Diseases and weeds continue to take a bite out of sweet corn yields. A recent University of Illinois study found that maize dwarf mosaic (MDM) and wild-proso millet have teamed up, and the pair are causing frustrating results.
Marty Williams, associate professor of crop sciences and USDA-ARS ecologist, says the study aimed to identify how MDM incidence and weed interference influences sweet corn growth, phenological development and yield. MDM is the most prevalent viral disease of sweet corn in the United States, and wild-proso millet is one of the most problematic weeds. Although MDM and weed interference are two commonly occurring stresses in sweet corn, little was known about the combination of these stresses and their effect on sweet corn until now.
Williams says resistance genes for MDM have been incorporated into some sweet corn lines, but most commercial hybrids have little or no resistance to the disease. Researchers conducted tests in two MDM-susceptible hybrids that differed in weed tolerance.
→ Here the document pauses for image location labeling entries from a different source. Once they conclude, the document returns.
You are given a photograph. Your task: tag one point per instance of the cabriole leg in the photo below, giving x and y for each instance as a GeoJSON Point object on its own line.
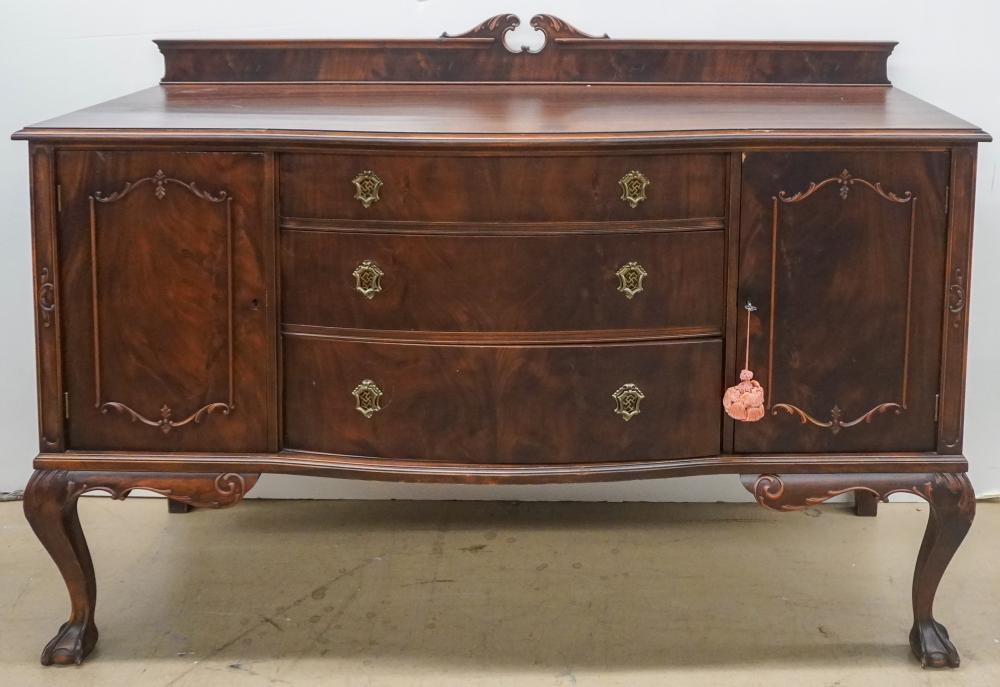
{"type": "Point", "coordinates": [50, 501]}
{"type": "Point", "coordinates": [952, 508]}
{"type": "Point", "coordinates": [50, 507]}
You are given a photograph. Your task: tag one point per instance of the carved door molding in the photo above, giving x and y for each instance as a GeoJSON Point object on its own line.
{"type": "Point", "coordinates": [159, 181]}
{"type": "Point", "coordinates": [169, 331]}
{"type": "Point", "coordinates": [846, 182]}
{"type": "Point", "coordinates": [845, 251]}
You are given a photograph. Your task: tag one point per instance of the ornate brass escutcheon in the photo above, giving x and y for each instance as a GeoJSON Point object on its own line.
{"type": "Point", "coordinates": [630, 276]}
{"type": "Point", "coordinates": [367, 397]}
{"type": "Point", "coordinates": [367, 278]}
{"type": "Point", "coordinates": [628, 398]}
{"type": "Point", "coordinates": [367, 185]}
{"type": "Point", "coordinates": [634, 187]}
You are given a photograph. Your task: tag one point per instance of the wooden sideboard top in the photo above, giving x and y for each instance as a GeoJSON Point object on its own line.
{"type": "Point", "coordinates": [474, 88]}
{"type": "Point", "coordinates": [509, 114]}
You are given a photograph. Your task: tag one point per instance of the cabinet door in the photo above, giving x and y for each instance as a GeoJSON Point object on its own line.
{"type": "Point", "coordinates": [165, 263]}
{"type": "Point", "coordinates": [843, 255]}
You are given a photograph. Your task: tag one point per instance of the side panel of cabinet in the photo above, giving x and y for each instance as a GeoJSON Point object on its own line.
{"type": "Point", "coordinates": [167, 282]}
{"type": "Point", "coordinates": [843, 255]}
The combinations of these stresses, even at low levels, are particularly problematic. MDM stunts crop growth and impedes sweet corn's ability to capture limited resources such as light. Weeds intercept the extra resources. The crop, in turn, has a more difficult time competing for light as well as water and nutrients.
Researchers found MDM also delayed development as much as five days.
"Five days is huge because sweet corn has a narrow window for producing a marketable product," Williams notes. "Delays in silk emergence influence maturity, which is a big problem for producers and processors in terms of harvest timing and yield."
This study gives the sweet corn industry and research community a better understanding of the individual and combined effects these two stresses have on crop growth and yield. The work provides strong incentive for developing hybrids with higher levels of MDM resistance and improved competitive ability with weeds.
This study, "Interactions between maize dwarf mosaic and weed interference on sweet corn" was published in Field Crops Research. Researchers include Marty Williams and Jerald (Snook) Pataky of the University of Illinois.